Adam Smith (1776), La Richesse des Nations : la fabrique d'épingles

En 1776, l'économiste Adam Smith dans son ouvrage Richesse des nations reprend à la fois l'expression mais aussi l'exemple de la fabrication d'épingles. S'inspirant de l'Encyclopédie, il décrit la « division technique du travail » à l'oeuvre dans une manufacture d'épingles au sein de laquelle les tâches ont été parcellisées et spécialisées entre les ouvriers, source d'une plus grande productivité.

Jusqu'à Frederick Taylor et l'OST

Ainsi Frederick Winslow Taylor, en réaction au manque de rigueur constaté dans les ateliers de son entreprise, va préconiser de mettre fin aux pratiques spontanées héritées de l'artisanat et des mentalités corporatistes. Pour ce faire, il propose de systématiser l'application du principe de l'organisation du travail selon deux axes :
  • division horizontale du travail : répartir clairement les tâches entre ateliers, et entre postes de travail avec des limites précises qui interdisent les recouvrements et querelles de compétence.
  • division verticale du travail : répartir fermement les responsabilités entre ceux (ingénieurs et direction) qui déterminent les règles selon lesquelles le travail doit être fait et ceux (ouvriers) qui doivent désormais se consacrer à leur stricte exécution.

Ou dit autrement :

  • décomposer les phases successives d'un travail ;
  • chercher les gestes les plus efficaces ;
  • définir la procédure optimale et y adapter les hommes ainsi que l'ensemble des moyens requis.

Tout cela semble logique et a été appliqué depuis plus d'un centenaire pour la théorie la plus moderne.

Slide 4 : Sauf que dans la vraie vie...cela ne fonctionne pas (bien)

Nous allons le voir à travers 3 exemples.

Slide 4.1 : Les process ne sont pas suivis... si tant est qu'ils soient définis et partagés.

Nous observons souvent des séries d'aller/retour inutiles entre les personnes du fait que les process ne sont pas définis ou pas partagés.

Cela se termine alors de deux façons :

  • Appel au sachant, à savoir "Le Gars Qui Sait". Quand bien même le process est décrit quelque part, par simplicité/fainéantise/paresse/..., on consulte la ou les personnes qui doivent bien savoir ce qu'il faut faire dans ce cas.

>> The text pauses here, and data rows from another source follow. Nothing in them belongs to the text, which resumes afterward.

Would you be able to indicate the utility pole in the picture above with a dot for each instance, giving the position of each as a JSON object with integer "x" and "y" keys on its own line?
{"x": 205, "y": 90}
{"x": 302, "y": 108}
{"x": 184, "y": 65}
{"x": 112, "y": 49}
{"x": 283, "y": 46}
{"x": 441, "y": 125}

En prime, s'ils peuvent faire le travail à notre place, c'est encore mieux.
  • Ou bien attendre que la demande se traite d'elle même ; mais la probabilité de succès est assez faible.

Slide 4.2 Chacun voit midi à sa porte

Dans une entreprise organisé en départements représentant des spécialités, nous avons 3 écueils :

  • Chacun obéit à sa propre logique / à ses propres objectifs : ce qui prime, c'est la logique du département et les instructions de mon manager et les objectifs qu'il m'a assigné. Ce qui se passe dans les autres départements ne me "concerne" pas (ou peu) ou en tous cas, passe après mes sujets.
  • Chacun ne voit que son propre périmètre : dans la continuité du précédent point, les spécialistes ne vont intervenir que sur une petite partie du projet. Le reste, ils ne le voient pas. C'est accentué également dans un contexte de prestation (infogérance, etc)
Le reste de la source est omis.